House nodded. “This work isn’t for the chief of state. After all, he’s the British king and prime minister all rolled into one. He’s too huge for our sort of a conference. He should come over, briefly, show the flag—they think he’s God, you know. Then vanish into the empyrean, just like God.”

On the way back to Georgetown, Tim was both exultant and impressed. “If the South End of Boston could see me now.”

“They were mostly South Enders there.” Caroline was melancholy, and did not know why. “They just got out long before you did.” The chauffeur came to a stop in Wisconsin Avenue, as a long line of dull black hearses slowly
crossed the street en route to—or from—the morgue. “I wonder if everyone will die?” Caroline took her gauze mask from her handbag and slipped it in place over her nose and mouth. Most people were masked when out of doors or in a public place.

“That would solve a lot of problems.” Tim was light-hearted. He did not wear a mask.

“They say more people have already died of flu than died in the war. Frederika’s got it, my sister-in-law.”

“Serious?”

“Yes.”

An authentic Emma was waiting for them in the drawing room. She was large and fair and very like Burden. Obstinately, she had missed beauty wide. Caroline longed to do something with her but Emma was not to be altered by anyone. She was happy as a mathematician, a field forever shut to her mother. Now, because all the schools had shut down, Emma had come home. Caroline was glad that their relationship was sufficiently polite that no questions would be asked when Tim stayed over. Emma took everything in stride. Whether this was a sign of intelligence or of perfect indifference, Caroline could not fathom. But then she, too, had reserves of indifference ever ready to be called upon. “Five thousand people died yesterday, that they know of,” was Emma’s cheery greeting. She was curled up on a sofa beside a fire now fallen to coals and ash.

“In the country?” Caroline removed her mask.

“Here. In the District. Hello, Mr. Farrell.”

“Hi, Emma.” Tim was still euphoric from his White House success. “Did you see Creel’s face when I said I wanted to do a movie about Debs?”

“I saw it. Luckily, he misunderstood you.”

“Democracy should begin at home.” Tim made himself at home; poured whisky neat into a glass. “The Chicago race riots last summer …”

“Aunt Frederika’s worse,” Emma cut in.

“Oh, God.” Caroline sat beside the fire. Perhaps it
was
the end of the world after all.
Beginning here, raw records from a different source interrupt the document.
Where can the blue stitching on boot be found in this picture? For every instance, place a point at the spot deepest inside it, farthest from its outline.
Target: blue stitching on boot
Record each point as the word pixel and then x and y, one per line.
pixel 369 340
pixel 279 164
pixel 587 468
The plague would come to every house until everyone was dead. “Uncle Blaise?”

“He’s with her. He’s all right. He thinks he’s already had it, a mild case.”

“How seriously are you Catholic?” Tim turned, seriously, to Caroline.

“Not at all, ever. It’s
this
life I fear, not the next, which isn’t there.”
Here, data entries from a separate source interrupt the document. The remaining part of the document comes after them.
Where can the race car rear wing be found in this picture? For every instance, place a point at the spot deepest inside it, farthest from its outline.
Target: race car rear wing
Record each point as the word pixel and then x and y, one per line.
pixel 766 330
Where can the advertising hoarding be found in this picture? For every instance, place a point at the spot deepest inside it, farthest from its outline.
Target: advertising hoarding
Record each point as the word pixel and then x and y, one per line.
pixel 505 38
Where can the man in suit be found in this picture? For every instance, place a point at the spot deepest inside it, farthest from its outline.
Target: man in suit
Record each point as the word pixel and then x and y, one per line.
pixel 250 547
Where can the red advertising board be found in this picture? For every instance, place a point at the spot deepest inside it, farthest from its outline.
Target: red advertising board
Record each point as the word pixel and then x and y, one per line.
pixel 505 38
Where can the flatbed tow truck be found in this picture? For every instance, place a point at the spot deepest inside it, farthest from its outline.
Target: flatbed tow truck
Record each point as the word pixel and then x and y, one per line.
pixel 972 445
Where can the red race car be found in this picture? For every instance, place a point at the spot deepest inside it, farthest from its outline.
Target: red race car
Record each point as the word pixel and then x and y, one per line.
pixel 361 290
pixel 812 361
“Lucky you to think that.” He changed the subject. “I think the President recognized you. I caught him staring at you after the crucifix …”

“We’re old acquaintances.” Quickly, Caroline broke in: Emma did not know of the mythical Emma. Fortunately, Emma did not go to movies. “What are you reading?”

Emma held up the book in her lap. “Uncle Henry’s last book. About his education. I went to see Miss Tone today. She’s still in the house. It’s all very sad.”

“Sadder for us than for him. He died in his sleep.” She looked at Tim, as if this were, somehow, significant.

“He was smiling, Miss Tone said, when they came to wake him up.”

“So much history—gone.” Caroline wondered if now she would begin to speak in movie title cards, with numerous dashes and exclamation marks.

“The whole Negro question is really interesting, and no one’s done it.” Tim was not about to mourn Henry Adams.

“Why interesting?” For someone so deeply flawed with the politeness of class, Emma was curt.

“Look at the fix they’re in. Twelve million of them live here in a country that’s fighting to make the world safe for democracy, and most of them can’t vote or have the same rights as white people.”

“Maybe they don’t want them.” Emma was not of an imaginative or, indeed, generous nature, thought Caroline, who was not generous either but sufficiently imaginative to be able to understand what others felt. Perhaps it was this odd gift that had made it possible for her to become so easily the mythical Emma Traxler, who could become Madeleine, a mother at the Front.

“If they didn’t want the same rights, why do you think hundreds of people were killed or hurt last summer in Chicago?” Tim was looking at Emma with interest.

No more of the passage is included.